Although these tests are extremely important in the treatment and management of glaucoma, it would be helpful to measure or test early what damage glaucoma can cause to the nerve fiber layer in the back of the eye.

The nerve fiber layer consists of millions of individual fibers called "axons" that surround the optic nerve and spread out over your retina. In many patients with glaucoma, considerable nerve fiber layer damage may have already occurred by the time any vision loss is noticed. Glaucoma is known as the "sneak thief of sight," because many patients are not aware they have a problem until significant vision has been lost.

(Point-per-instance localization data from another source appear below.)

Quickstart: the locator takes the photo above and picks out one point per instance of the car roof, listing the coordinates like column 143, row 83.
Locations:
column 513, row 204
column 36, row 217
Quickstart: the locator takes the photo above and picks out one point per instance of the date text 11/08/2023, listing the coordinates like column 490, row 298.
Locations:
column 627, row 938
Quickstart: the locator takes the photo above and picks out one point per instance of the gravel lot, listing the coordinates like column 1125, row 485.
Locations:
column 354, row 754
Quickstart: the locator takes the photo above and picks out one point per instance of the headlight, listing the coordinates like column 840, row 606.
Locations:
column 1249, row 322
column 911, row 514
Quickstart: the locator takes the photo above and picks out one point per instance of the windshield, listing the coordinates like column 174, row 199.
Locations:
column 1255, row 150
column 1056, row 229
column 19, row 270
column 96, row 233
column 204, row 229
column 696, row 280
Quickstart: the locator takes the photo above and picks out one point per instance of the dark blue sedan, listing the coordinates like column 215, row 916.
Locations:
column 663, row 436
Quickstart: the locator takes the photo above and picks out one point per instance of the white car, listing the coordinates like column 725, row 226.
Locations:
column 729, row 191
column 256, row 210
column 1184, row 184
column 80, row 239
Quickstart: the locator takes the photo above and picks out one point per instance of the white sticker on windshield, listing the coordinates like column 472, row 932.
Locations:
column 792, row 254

The GDx uses a type of scanning laser polarimeter to measure the thickness of the nerve fiber layer. The procedure is painless and is usually performed on an undilated pupil. The thickness of the nerve fiber layer is then compared with the nerve fiber layer of normal eyes.

The GDx maps the nerve fibers and compares them to a database of healthy, glaucoma-free patients. A thinning of the fibers indicates glaucoma. This information is then made available to your doctor in the form of pictures, graphs and statistical data that indicate the probability of glaucoma.

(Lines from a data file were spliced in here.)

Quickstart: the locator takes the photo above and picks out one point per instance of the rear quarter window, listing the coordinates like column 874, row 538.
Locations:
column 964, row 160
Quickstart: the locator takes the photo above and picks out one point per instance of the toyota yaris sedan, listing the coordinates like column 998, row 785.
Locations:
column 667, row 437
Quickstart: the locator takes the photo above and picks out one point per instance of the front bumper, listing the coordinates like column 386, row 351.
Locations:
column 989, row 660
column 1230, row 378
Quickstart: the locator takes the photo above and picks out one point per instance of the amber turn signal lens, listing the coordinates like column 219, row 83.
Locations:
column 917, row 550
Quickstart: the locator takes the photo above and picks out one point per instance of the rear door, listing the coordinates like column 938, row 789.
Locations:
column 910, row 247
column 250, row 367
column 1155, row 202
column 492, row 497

The GDx test is particularly powerful in early detection as studies show that more than 50% of individuals with glaucoma aren't aware they have it.

It is also very useful for managing glaucoma over the years, because it detects very small changes when compared with previous GDx data. This information is helpful to your doctor so that he or she can decide if you truly have glaucoma or should only be considered a "glaucoma suspect." While nerve fiber analysis as a standalone test does not make for a definitive diagnosis of glaucoma, it does provide your doctor with data that will add to your overall case so that better decisions may be made regarding your treatment.

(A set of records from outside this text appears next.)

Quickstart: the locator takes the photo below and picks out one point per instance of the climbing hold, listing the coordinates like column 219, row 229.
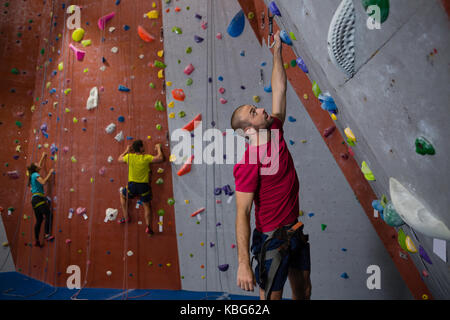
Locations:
column 274, row 9
column 237, row 24
column 193, row 123
column 92, row 101
column 223, row 267
column 186, row 168
column 285, row 37
column 391, row 217
column 316, row 89
column 367, row 172
column 383, row 6
column 423, row 146
column 189, row 69
column 123, row 88
column 327, row 132
column 198, row 39
column 178, row 94
column 424, row 255
column 103, row 20
column 78, row 34
column 144, row 35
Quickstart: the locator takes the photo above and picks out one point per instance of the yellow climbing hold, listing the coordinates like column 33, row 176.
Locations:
column 367, row 172
column 410, row 245
column 86, row 43
column 348, row 132
column 78, row 35
column 154, row 14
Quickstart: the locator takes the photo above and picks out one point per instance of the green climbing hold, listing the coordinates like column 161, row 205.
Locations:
column 423, row 146
column 316, row 89
column 159, row 106
column 402, row 239
column 382, row 4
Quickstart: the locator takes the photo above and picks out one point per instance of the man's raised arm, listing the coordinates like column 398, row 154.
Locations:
column 278, row 81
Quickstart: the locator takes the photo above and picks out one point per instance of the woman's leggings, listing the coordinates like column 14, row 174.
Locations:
column 41, row 209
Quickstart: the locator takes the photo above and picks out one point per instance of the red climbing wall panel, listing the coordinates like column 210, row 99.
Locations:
column 97, row 247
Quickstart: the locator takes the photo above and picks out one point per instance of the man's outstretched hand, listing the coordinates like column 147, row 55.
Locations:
column 245, row 277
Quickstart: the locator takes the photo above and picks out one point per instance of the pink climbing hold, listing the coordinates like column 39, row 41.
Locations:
column 79, row 53
column 189, row 69
column 81, row 210
column 103, row 20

Although a GDx is still a good test, it is fast becoming an outdated instrument. The development of the GDx and other instruments lead to the production of an OCT: Optical Coherence Tomography.

What is an OCT?

Optical coherence tomography (OCT) is a noninvasive imaging technology used to obtain high resolution cross-sectional images of the retina. OCT is similar to ultrasound testing, except that imaging is performed by measuring light rather than sound. OCT measures the retinal nerve fiber layer thickness in glaucoma and other diseases of the optic nerve.

Learning more about OCT

Optical Coherence Tomography, also referred to as OCT, is a way for optometrists and ophthalmologists to image the back of the eye including macula, optic nerve, retina and choroid.

During an eye examination, optometrists and ophthalmologist can view the back of the eye and its anatomy. However, sometimes doctors need more detail or need to inspect detail right below the surface which is difficult to view with standard techniques. In some ways, it can be compared to doing an "MRI of the retina."  Some describe it as an optical ultrasound because it images reflections between tissues to provide doctors with cross-sectional images.The detail that can be visualized with an OCT is at such high resolution that doctors are seeing things never been seen before in a living human eye.

Source:

Devine, Norma. Glaucoma Service Foundation to Prevent Blindness, 23 Aug 2000.